Virginity does not aquatint to innocence. And, as a man with a daughter of the same age as Angela, Lester should surely be aware of this.
3. It portrays itself as deeper than it really is
American Beauty has been described as a “deep movie for shallow people” and, quite frankly, this seems rather apt considering the film is littered with faux-philosophical ideologies.
The line “sometimes there’s so much beauty in the world I feel like I can’t take it” is a classic example of this. Sure, the plastic bag blowing in the wind is pretty in an ethereal kind of way, but if it had been placed there by Banksy himself, then it would perhaps make more of a statement.
Despite the film’s dark themes and insightful social commentary, we are ultimately left to ponder the idea of “beauty being found in everything”, which unfortunately, is simply not true.
2. Its use of cliche symbolism
The colour red is used consistently throughout American Beauty. At first, it is seen in the roses we associate with Lester’s infatuation with Angela. The roses then start to appear throughout the Burnham household, representing the facade that hides the emptiness of life.

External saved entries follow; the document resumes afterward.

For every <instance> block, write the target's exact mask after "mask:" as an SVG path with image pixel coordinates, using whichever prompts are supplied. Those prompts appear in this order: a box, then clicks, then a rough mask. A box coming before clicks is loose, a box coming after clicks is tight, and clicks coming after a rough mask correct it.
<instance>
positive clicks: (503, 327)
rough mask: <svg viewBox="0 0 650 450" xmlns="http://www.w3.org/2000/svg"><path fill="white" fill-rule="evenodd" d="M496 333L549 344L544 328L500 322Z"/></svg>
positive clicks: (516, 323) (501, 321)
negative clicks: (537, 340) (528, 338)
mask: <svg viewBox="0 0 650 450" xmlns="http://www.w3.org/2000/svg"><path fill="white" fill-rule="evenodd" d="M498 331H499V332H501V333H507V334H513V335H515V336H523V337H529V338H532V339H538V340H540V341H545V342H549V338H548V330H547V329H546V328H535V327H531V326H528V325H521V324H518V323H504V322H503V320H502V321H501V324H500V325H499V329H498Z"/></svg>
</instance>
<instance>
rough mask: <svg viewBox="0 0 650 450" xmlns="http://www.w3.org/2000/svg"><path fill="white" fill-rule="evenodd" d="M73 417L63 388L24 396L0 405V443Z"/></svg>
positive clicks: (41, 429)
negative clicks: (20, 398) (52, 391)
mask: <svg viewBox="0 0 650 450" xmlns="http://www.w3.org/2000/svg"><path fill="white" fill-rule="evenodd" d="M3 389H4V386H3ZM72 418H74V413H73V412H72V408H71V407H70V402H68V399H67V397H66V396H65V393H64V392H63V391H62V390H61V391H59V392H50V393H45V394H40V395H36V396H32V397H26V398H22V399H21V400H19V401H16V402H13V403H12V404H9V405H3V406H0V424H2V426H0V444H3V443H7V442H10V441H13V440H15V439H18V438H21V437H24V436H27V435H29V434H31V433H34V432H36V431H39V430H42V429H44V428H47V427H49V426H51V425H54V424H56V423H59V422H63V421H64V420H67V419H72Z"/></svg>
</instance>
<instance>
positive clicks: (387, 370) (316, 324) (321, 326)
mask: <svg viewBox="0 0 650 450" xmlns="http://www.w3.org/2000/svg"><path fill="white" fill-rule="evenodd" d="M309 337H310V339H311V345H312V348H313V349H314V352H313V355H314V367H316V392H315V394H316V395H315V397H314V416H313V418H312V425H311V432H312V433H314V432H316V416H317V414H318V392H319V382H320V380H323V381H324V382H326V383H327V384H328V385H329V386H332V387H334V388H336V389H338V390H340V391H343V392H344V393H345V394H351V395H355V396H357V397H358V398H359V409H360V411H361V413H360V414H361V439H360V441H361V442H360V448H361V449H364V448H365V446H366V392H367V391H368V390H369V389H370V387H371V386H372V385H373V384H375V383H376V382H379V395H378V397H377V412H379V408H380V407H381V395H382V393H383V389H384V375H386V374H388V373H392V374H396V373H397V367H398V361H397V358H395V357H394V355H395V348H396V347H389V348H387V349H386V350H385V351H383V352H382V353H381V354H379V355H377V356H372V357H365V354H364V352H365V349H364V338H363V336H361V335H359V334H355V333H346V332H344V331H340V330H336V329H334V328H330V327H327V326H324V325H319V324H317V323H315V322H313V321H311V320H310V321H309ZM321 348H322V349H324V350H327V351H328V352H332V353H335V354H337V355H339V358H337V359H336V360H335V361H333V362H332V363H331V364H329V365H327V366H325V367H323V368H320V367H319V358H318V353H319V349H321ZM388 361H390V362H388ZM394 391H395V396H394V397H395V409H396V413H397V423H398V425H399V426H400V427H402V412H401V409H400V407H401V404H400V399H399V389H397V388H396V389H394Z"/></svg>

We become so used to the red roses, in fact, that we as the viewer are lulled into a false sense of security. This makes the crimson blood splatter seen after Lester is shot all the more shocking, aiding the film’s impressive crescendo. This symbolism is intended to be subtle, but really just parodies our year seven English lessons in which we were told that red = passion.
1. It normalises stalking
Lester’s daughter, Jane, is riddled with low self-esteem and a strong hatred for her parents. This might go some way to explain her complete lack of concern when she is essentially stalked by her neighbour, Ricky.
Ricky follows Jane around with a video camera, even going so far as to film her in her bedroom without her knowledge. Whilst Jane might be flattered by the reaction, his obsession is seen only as a slight faux pas.
After all, he is just a lonely, isolated adolescent, not an obsessive stalker who seeks to isolate Jane from her only friend, a classic sign of controlling behaviour. Yeah sure, isn’t that what they all say?